Erdman has been a firefighter with the City of Janesville, Wisconsin since 2007. She applied for a firefighter position with the City of Madison on several occasions, including in 2014, the subject of this lawsuit. Ederman passed the written portion of the test. Of the seven-events comprising the City’s agility test: equipment shuttle, hose drag, sledgehammer event, search, rescue, ladder event and pike pole test. Erdman obtained sufficient scores in six events but did not obtain a minimally acceptable score in the pike pole event, which requires an applicant to use a pole with a hook on it to simulate breaching a ceiling from below to look for hidden flames and then pulling the ceiling material down 16 times within an allotted time period. Erdman completed 12 pull downs of ceiling material.
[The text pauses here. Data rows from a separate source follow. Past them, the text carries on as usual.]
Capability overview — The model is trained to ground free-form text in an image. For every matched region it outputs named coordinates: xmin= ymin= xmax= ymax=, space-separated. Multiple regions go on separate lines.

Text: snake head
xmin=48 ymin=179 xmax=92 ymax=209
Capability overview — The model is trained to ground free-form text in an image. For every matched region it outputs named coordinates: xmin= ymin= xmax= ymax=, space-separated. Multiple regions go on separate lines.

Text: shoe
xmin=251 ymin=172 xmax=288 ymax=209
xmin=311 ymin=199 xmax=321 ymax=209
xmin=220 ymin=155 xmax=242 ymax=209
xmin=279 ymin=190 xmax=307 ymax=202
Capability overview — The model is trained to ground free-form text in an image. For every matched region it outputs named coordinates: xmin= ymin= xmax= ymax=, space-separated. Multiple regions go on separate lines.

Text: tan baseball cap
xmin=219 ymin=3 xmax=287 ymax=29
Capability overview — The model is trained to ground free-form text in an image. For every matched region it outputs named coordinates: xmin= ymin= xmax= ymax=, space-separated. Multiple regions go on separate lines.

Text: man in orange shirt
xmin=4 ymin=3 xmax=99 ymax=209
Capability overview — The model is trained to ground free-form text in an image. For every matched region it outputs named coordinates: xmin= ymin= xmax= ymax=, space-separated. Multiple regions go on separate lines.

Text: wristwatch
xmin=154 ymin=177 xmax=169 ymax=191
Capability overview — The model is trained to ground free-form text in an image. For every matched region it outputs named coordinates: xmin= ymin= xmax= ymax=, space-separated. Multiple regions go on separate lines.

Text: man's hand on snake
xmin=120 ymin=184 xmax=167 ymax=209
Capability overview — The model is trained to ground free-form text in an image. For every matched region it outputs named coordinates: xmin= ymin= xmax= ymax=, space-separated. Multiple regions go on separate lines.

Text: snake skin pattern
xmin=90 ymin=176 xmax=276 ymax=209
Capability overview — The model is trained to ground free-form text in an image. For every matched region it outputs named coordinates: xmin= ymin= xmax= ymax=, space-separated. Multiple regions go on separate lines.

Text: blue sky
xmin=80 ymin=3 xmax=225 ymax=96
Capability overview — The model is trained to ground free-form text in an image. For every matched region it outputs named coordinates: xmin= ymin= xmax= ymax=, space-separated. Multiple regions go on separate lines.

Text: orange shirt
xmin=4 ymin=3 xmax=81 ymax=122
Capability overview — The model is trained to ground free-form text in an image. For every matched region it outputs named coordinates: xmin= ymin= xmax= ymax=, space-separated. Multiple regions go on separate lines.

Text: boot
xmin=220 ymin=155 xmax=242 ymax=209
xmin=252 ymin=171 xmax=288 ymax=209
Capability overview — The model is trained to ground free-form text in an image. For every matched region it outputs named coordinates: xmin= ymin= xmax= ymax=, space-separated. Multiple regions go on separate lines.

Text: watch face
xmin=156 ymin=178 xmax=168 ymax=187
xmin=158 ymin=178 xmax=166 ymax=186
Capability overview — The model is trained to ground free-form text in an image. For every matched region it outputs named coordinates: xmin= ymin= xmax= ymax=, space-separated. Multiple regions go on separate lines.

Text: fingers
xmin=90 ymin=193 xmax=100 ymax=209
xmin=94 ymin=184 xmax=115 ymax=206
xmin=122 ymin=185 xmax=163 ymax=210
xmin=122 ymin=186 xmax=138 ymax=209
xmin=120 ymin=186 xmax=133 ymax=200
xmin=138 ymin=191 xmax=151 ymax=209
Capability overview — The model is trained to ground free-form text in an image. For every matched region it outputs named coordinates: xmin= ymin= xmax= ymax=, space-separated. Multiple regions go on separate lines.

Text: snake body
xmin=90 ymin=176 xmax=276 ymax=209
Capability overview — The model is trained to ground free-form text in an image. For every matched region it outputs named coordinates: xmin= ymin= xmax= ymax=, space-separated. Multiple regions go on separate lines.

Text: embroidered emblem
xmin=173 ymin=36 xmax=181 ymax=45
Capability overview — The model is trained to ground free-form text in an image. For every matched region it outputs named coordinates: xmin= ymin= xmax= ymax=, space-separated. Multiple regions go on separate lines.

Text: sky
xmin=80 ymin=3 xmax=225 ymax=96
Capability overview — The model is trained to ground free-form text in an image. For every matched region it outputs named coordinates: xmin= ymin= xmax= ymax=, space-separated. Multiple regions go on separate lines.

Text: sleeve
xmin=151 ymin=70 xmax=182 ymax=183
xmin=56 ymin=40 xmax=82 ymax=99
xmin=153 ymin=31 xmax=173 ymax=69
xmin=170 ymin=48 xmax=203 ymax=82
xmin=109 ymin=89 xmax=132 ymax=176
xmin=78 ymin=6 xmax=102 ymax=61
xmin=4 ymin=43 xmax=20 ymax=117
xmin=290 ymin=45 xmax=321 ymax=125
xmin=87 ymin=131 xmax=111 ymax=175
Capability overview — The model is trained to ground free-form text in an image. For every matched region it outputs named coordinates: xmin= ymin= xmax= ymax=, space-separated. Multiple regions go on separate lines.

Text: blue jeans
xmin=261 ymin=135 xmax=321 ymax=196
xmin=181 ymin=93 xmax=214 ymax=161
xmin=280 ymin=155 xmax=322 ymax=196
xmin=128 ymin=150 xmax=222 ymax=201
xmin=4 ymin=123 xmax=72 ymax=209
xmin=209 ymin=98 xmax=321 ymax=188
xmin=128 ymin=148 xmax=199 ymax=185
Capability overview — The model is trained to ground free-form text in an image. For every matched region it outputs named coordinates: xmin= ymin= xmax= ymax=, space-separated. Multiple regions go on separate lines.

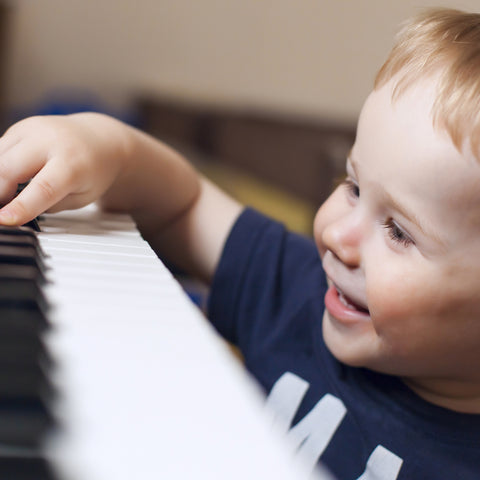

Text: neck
xmin=402 ymin=377 xmax=480 ymax=414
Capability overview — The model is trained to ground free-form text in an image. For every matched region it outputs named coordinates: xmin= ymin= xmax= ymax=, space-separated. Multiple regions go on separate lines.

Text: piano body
xmin=0 ymin=204 xmax=329 ymax=479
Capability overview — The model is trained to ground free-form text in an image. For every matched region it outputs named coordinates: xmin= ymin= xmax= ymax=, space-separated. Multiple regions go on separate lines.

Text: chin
xmin=322 ymin=312 xmax=372 ymax=368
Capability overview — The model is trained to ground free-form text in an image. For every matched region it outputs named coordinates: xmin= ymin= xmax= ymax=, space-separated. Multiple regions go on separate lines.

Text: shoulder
xmin=208 ymin=207 xmax=326 ymax=344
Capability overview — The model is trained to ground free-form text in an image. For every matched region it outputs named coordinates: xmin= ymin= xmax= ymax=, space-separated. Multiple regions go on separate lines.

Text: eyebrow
xmin=348 ymin=155 xmax=448 ymax=250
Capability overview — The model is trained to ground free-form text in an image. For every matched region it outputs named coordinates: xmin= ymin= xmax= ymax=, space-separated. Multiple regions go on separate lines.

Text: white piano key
xmin=37 ymin=204 xmax=327 ymax=480
xmin=39 ymin=234 xmax=150 ymax=248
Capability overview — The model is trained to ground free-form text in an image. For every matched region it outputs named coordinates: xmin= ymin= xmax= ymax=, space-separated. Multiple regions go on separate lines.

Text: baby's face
xmin=314 ymin=76 xmax=480 ymax=389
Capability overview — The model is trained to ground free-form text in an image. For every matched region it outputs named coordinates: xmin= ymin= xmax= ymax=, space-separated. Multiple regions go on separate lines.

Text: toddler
xmin=1 ymin=7 xmax=479 ymax=480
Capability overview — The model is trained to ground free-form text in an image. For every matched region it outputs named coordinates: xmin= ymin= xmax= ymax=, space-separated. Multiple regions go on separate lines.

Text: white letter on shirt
xmin=355 ymin=445 xmax=403 ymax=480
xmin=266 ymin=372 xmax=347 ymax=472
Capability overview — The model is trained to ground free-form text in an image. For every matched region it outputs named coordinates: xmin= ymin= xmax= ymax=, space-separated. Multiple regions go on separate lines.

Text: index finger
xmin=0 ymin=161 xmax=74 ymax=226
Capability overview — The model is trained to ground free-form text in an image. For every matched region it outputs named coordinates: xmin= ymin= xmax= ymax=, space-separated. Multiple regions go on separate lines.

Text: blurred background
xmin=0 ymin=0 xmax=479 ymax=234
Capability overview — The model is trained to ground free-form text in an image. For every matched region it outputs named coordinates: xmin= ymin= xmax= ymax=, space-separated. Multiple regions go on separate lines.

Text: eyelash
xmin=342 ymin=178 xmax=359 ymax=199
xmin=382 ymin=219 xmax=413 ymax=247
xmin=342 ymin=178 xmax=413 ymax=248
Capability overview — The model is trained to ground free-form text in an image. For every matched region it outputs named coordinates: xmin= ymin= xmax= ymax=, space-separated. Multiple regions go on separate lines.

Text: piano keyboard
xmin=0 ymin=204 xmax=325 ymax=480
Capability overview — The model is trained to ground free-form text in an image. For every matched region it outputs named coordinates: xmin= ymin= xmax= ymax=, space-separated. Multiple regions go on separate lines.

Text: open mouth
xmin=336 ymin=286 xmax=369 ymax=315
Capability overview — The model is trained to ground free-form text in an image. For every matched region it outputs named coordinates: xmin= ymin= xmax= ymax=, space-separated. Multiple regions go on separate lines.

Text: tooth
xmin=339 ymin=292 xmax=351 ymax=308
xmin=338 ymin=290 xmax=361 ymax=311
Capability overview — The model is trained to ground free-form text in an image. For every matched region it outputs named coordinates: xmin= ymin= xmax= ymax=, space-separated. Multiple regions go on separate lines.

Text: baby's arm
xmin=0 ymin=112 xmax=242 ymax=282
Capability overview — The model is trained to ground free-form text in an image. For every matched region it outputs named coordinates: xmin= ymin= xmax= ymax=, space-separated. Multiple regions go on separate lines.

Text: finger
xmin=0 ymin=141 xmax=49 ymax=201
xmin=0 ymin=115 xmax=44 ymax=142
xmin=0 ymin=120 xmax=25 ymax=156
xmin=0 ymin=161 xmax=74 ymax=225
xmin=0 ymin=116 xmax=41 ymax=157
xmin=44 ymin=192 xmax=93 ymax=213
xmin=0 ymin=135 xmax=21 ymax=157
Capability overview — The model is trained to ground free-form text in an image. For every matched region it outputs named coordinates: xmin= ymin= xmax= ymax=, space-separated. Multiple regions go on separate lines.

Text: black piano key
xmin=0 ymin=203 xmax=57 ymax=469
xmin=15 ymin=182 xmax=28 ymax=195
xmin=0 ymin=455 xmax=58 ymax=480
xmin=0 ymin=192 xmax=56 ymax=465
xmin=0 ymin=334 xmax=52 ymax=366
xmin=0 ymin=333 xmax=54 ymax=402
xmin=22 ymin=218 xmax=41 ymax=232
xmin=0 ymin=240 xmax=49 ymax=332
xmin=0 ymin=245 xmax=46 ymax=273
xmin=0 ymin=233 xmax=37 ymax=248
xmin=0 ymin=364 xmax=53 ymax=399
xmin=0 ymin=264 xmax=46 ymax=286
xmin=0 ymin=278 xmax=49 ymax=313
xmin=0 ymin=307 xmax=49 ymax=335
xmin=0 ymin=234 xmax=45 ymax=258
xmin=0 ymin=225 xmax=38 ymax=240
xmin=0 ymin=398 xmax=54 ymax=448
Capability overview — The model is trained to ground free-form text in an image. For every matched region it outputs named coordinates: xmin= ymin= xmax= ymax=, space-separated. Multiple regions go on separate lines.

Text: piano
xmin=0 ymin=204 xmax=330 ymax=480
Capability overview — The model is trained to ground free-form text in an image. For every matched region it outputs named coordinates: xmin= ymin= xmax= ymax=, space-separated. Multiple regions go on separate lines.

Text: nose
xmin=320 ymin=208 xmax=362 ymax=268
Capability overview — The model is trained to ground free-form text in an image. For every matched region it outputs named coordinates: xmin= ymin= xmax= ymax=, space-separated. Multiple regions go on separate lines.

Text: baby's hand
xmin=0 ymin=113 xmax=129 ymax=225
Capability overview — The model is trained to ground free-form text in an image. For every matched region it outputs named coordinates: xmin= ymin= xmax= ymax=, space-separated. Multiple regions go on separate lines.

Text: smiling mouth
xmin=336 ymin=287 xmax=370 ymax=314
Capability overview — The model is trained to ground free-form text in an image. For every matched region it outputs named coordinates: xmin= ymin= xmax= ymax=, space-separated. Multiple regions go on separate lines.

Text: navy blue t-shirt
xmin=208 ymin=208 xmax=480 ymax=480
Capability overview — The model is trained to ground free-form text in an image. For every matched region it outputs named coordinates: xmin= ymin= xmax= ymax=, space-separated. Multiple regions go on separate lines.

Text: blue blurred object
xmin=7 ymin=89 xmax=140 ymax=127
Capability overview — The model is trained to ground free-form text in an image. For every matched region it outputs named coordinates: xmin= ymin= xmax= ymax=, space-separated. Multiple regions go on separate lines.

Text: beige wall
xmin=3 ymin=0 xmax=480 ymax=123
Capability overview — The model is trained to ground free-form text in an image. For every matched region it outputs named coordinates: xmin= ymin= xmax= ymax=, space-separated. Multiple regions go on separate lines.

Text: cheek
xmin=368 ymin=264 xmax=467 ymax=324
xmin=365 ymin=263 xmax=435 ymax=333
xmin=364 ymin=262 xmax=470 ymax=364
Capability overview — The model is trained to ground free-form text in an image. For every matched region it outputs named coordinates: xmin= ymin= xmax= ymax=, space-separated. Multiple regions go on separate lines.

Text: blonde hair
xmin=375 ymin=8 xmax=480 ymax=157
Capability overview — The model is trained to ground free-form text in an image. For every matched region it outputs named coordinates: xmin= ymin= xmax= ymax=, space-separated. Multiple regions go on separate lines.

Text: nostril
xmin=329 ymin=248 xmax=341 ymax=262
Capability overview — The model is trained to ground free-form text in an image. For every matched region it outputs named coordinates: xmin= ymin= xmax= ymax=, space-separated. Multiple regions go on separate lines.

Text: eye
xmin=342 ymin=178 xmax=360 ymax=199
xmin=382 ymin=218 xmax=414 ymax=248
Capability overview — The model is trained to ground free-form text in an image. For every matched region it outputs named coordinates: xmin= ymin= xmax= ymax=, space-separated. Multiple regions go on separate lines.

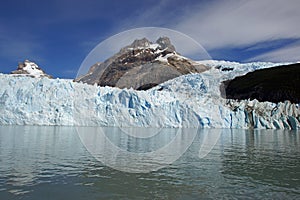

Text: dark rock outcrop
xmin=222 ymin=63 xmax=300 ymax=103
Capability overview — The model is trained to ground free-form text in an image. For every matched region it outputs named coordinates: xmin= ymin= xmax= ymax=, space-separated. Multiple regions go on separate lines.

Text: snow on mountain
xmin=10 ymin=60 xmax=52 ymax=78
xmin=154 ymin=52 xmax=175 ymax=63
xmin=23 ymin=62 xmax=43 ymax=77
xmin=74 ymin=37 xmax=207 ymax=90
xmin=0 ymin=60 xmax=299 ymax=129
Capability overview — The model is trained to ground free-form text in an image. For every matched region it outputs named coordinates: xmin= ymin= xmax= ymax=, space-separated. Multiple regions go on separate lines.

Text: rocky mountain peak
xmin=10 ymin=60 xmax=52 ymax=78
xmin=75 ymin=37 xmax=208 ymax=90
xmin=156 ymin=37 xmax=176 ymax=52
xmin=129 ymin=38 xmax=151 ymax=49
xmin=122 ymin=36 xmax=176 ymax=52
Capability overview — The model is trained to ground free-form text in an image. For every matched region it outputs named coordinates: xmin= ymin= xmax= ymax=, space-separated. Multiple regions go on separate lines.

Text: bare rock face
xmin=11 ymin=60 xmax=53 ymax=78
xmin=75 ymin=37 xmax=209 ymax=90
xmin=222 ymin=63 xmax=300 ymax=103
xmin=156 ymin=37 xmax=176 ymax=52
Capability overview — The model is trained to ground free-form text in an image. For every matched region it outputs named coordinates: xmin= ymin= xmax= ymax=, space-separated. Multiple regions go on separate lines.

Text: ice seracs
xmin=0 ymin=60 xmax=299 ymax=129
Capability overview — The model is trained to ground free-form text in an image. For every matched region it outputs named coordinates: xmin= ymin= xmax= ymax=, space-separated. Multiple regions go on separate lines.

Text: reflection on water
xmin=220 ymin=129 xmax=300 ymax=199
xmin=77 ymin=127 xmax=199 ymax=173
xmin=0 ymin=126 xmax=299 ymax=199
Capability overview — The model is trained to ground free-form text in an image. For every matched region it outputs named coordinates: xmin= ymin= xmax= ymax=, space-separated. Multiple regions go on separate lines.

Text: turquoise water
xmin=0 ymin=126 xmax=299 ymax=199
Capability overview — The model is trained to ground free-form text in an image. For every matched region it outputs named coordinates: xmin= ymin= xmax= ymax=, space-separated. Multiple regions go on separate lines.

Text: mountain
xmin=10 ymin=60 xmax=52 ymax=78
xmin=75 ymin=37 xmax=208 ymax=90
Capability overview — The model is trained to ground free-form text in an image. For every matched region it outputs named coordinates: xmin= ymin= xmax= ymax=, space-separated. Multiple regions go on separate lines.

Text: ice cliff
xmin=0 ymin=60 xmax=299 ymax=129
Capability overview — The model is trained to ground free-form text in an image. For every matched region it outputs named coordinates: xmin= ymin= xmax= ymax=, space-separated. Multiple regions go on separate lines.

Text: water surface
xmin=0 ymin=126 xmax=299 ymax=199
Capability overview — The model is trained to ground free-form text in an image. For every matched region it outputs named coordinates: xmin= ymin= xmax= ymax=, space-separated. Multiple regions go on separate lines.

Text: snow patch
xmin=23 ymin=61 xmax=44 ymax=77
xmin=155 ymin=53 xmax=174 ymax=63
xmin=149 ymin=43 xmax=160 ymax=50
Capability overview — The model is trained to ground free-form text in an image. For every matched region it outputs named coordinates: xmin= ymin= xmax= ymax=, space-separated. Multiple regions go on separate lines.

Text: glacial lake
xmin=0 ymin=126 xmax=299 ymax=199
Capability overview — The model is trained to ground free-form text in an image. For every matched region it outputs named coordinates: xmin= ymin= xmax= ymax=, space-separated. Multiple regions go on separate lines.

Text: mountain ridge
xmin=75 ymin=37 xmax=208 ymax=90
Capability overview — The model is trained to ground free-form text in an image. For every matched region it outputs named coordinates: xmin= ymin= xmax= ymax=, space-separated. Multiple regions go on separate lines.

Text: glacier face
xmin=0 ymin=60 xmax=299 ymax=129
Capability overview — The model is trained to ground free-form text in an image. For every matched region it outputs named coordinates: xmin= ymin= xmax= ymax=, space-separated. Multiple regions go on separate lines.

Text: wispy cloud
xmin=175 ymin=0 xmax=300 ymax=51
xmin=115 ymin=0 xmax=175 ymax=29
xmin=2 ymin=0 xmax=299 ymax=71
xmin=103 ymin=0 xmax=299 ymax=62
xmin=247 ymin=41 xmax=300 ymax=62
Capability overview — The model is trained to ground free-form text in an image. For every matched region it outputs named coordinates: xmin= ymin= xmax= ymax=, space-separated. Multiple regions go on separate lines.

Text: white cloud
xmin=81 ymin=0 xmax=300 ymax=63
xmin=174 ymin=0 xmax=300 ymax=50
xmin=115 ymin=0 xmax=174 ymax=29
xmin=247 ymin=42 xmax=300 ymax=62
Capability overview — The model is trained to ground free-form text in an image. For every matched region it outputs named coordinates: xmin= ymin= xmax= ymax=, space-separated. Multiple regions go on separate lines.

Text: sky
xmin=0 ymin=0 xmax=299 ymax=78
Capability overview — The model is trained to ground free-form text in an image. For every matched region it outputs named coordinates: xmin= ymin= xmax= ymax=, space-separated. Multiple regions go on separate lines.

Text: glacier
xmin=0 ymin=60 xmax=299 ymax=129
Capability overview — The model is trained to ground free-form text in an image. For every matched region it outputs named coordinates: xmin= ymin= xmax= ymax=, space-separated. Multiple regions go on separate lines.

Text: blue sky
xmin=0 ymin=0 xmax=299 ymax=78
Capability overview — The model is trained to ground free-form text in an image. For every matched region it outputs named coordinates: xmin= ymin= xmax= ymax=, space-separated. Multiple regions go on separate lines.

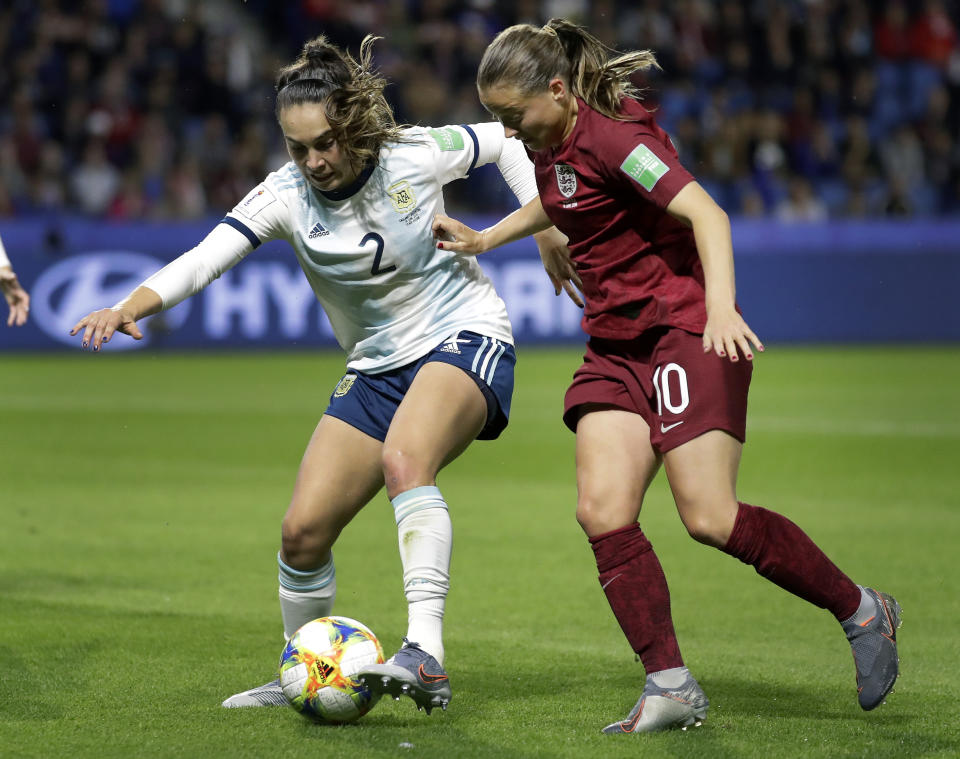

Erdman’s lawsuit asserts that the City, instead of using the agility test it developed, should have used the Candidate Physical Agilities test licensed by the International Association of Fire Fighters (“IAFF”). The IAFF test is used by many fire departments across the nation and has less of a disparate impact on women applicants. The Seventh Circuit stated that an employer, like the City, can defend a disparate impact claim by showing the practice in question (the agility test) is job-related and consistent with business necessity. If an employer establishes these factors, the burden shifts to the employee to prove that the alternative test proposed will result in less of a disparate impact and still serve the employer’s legitimate needs.

Erdman, according to both courts, failed to put forth sufficient evidence that the IAFF test would serve the City’s legitimate needs. Simply asserting that the IAFF has less of a disparate impact on women and then assuming that it would meet the City’s legitimate needs, without any attempt to validate the test locally is insufficient to rebut the City’s position. The Court noted that the City set forth specific reasons why parts of its test were necessary elements to establish an applicant’s qualifications to be a City of Madison firefighter. Additionally, the Court’s decision stated that the City also set forth “evidence of numerous burdens associated with adopting [the IAFF test] as an alternative test.”

This case is for employers facing workplace disparate impact claims. The decision serves as a reminder that even when a test or standard disparately impacts a protected category of employees or applicants, the employer has an opportunity to successfully defend the test by showing that it is job-related and consistent with the needs of its business.